I'm not 100% sure though that you can compare my timings to yours though as my hardware has floating-power goodness :-)
Man, I spent all day watching Star Trek IV rolling over and over just trying to make it crash :-)
_________________
Big thanks to everyone who donated for Quake2
#156166 - Lazy1 - Wed May 07, 2008 11:29 am
I'm still not too happy about the decode speed even without the conversion/display.
I'll have to look around for some more optimizations, and it seems I have a lot of reading to do since I have never worked with anything but RGB. :D
#156169 - simonjhall - Wed May 07, 2008 11:59 am
Here's a post that I did a while ago when I first had a bash with this mpeg library - it's got timing info in it pulled straight from a DS. I'm doing YUV->RGB16 in it btw. Seems the majority of the time is spent doing the idct bit (inverse discrete cosine transform).
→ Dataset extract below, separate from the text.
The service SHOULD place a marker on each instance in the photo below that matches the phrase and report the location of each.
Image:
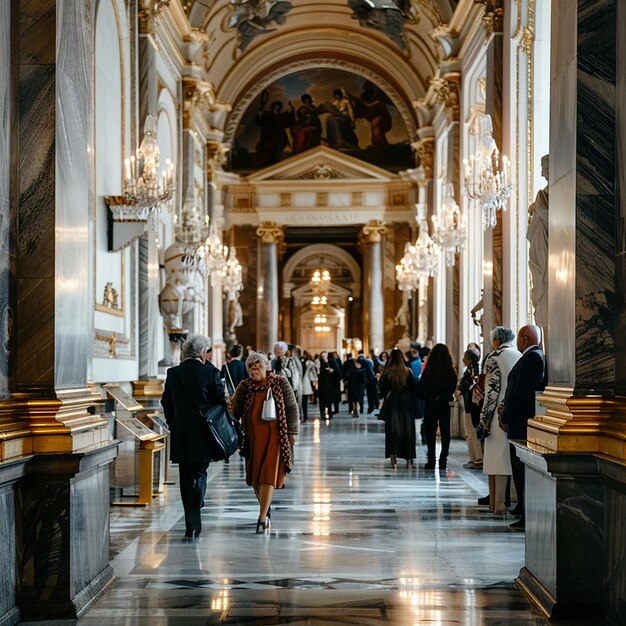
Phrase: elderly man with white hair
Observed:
(193, 386)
http://forum.gbadev.org/viewtopic.php?p=132123#132123
_________________
Big thanks to everyone who donated for Quake2
#156263 - Lazy1 - Thu May 08, 2008 5:09 am
Interesting...
I also found that the ARM optimized motion compensation did not help noticeably, unless somehow it's not activated.
Do you know of any optimized idct functions for ARM?
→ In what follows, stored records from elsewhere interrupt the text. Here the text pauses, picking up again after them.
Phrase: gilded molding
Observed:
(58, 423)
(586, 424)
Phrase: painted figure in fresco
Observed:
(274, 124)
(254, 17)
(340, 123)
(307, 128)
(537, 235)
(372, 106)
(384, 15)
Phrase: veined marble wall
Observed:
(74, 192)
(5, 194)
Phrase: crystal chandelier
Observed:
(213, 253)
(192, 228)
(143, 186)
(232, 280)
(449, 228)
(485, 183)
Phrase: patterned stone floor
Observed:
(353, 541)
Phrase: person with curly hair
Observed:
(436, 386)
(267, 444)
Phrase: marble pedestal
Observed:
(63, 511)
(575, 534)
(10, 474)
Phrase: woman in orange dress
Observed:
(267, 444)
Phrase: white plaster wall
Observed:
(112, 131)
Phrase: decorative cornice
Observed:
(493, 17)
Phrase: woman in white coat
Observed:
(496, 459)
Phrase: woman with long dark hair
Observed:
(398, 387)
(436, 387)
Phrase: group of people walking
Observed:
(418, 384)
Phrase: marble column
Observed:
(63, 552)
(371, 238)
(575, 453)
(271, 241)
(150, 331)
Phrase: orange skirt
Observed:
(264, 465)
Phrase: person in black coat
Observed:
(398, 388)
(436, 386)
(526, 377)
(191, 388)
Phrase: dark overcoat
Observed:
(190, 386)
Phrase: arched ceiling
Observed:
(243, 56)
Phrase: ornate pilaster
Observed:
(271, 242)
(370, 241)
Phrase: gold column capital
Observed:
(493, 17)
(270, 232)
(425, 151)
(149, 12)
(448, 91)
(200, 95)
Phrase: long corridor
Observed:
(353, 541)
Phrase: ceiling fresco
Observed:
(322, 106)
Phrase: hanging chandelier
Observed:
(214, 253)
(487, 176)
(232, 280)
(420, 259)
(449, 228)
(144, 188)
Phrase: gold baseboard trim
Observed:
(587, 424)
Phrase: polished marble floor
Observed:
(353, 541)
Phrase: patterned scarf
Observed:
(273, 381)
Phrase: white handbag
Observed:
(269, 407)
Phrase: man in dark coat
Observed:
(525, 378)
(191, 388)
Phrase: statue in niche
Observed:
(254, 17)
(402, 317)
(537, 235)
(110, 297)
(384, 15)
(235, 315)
Maybe this is a good time to start learning ARM assembly. (for the 9th time)
What really sucks though is I'll have to do this under windows, I really prefer linux for dev but really linux just isn't for gaming.
Another thought is a "turbo" mode where I just upscale 128x96 video and jitter it using hardware.
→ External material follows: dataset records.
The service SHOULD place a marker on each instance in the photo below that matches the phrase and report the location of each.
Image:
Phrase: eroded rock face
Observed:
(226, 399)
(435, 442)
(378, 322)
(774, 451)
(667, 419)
That'll look like shit but maybe allow higher framerates/bitrates for games where fine details don't matter.
EDIT:
Mod - rename thread?
#156292 - Miked0801 - Thu May 08, 2008 4:53 pm
Isn't IDCT just a table lookup? Or am I forgetting something?
#156343 - tepples - Thu May 08, 2008 10:52 pm
IDCT == inverse discrete cosine transform
_________________
-- Where is he?
-- Who?
-- You know, the human.
-- I think he moved to Tilwick.
#156359 - Miked0801 - Thu May 08, 2008 11:30 pm
I know what it is, but I am pretty sure that all the methods I've seen for using it (JPEG decompressors) used a table lookup for the IDCT step.
#156363 - strager - Thu May 08, 2008 11:56 pm
Lazy1 wrote: |
Do you know of any optimized idct functions for ARM?
Maybe this is a good time to start learning ARM assembly. (for the 9th time) |
If you provide the source code, I may be able to rewrite some of the IDCT functions (in particular, mpeg2_idct_add_c) in ARM ASM for speed optimizations. (I could just blindly "test" from libmpeg2 directly, but it'd be nice to test on the actual target.) Does the code work in an emulator? If so that'd be really awesome. =] Hopefully I'll be able to somewhat accurately profile the code, so I don't produce slower code than what GCC generates. At least a "time it took to decode" would be nice (and perhaps all that would be needed if simply changing the code).
What optimization level (-O flag) are you using, by the way? You might be able to use -O3 to speed things up even further (or cause the code to crash).
#156367 - Lazy1 - Fri May 09, 2008 12:09 am
I'll have to look at my code closely again since for some reason the videos are green on hardware.
They work fine in an emulator though.
#156413 - Lazy1 - Fri May 09, 2008 2:49 pm
You know what might be even better?
Youtube.
It's definitely possible if you have a server running to transcode the video into say MPEG-4 then stream it to the DS.
We know the DS can play XVID at 10 frames per second at 256x192 and that's good enough for streaming video.
The only thing that would be nice is maybe a boost in WiFi speed, I get about 40 KB/s < 5ft from my AP.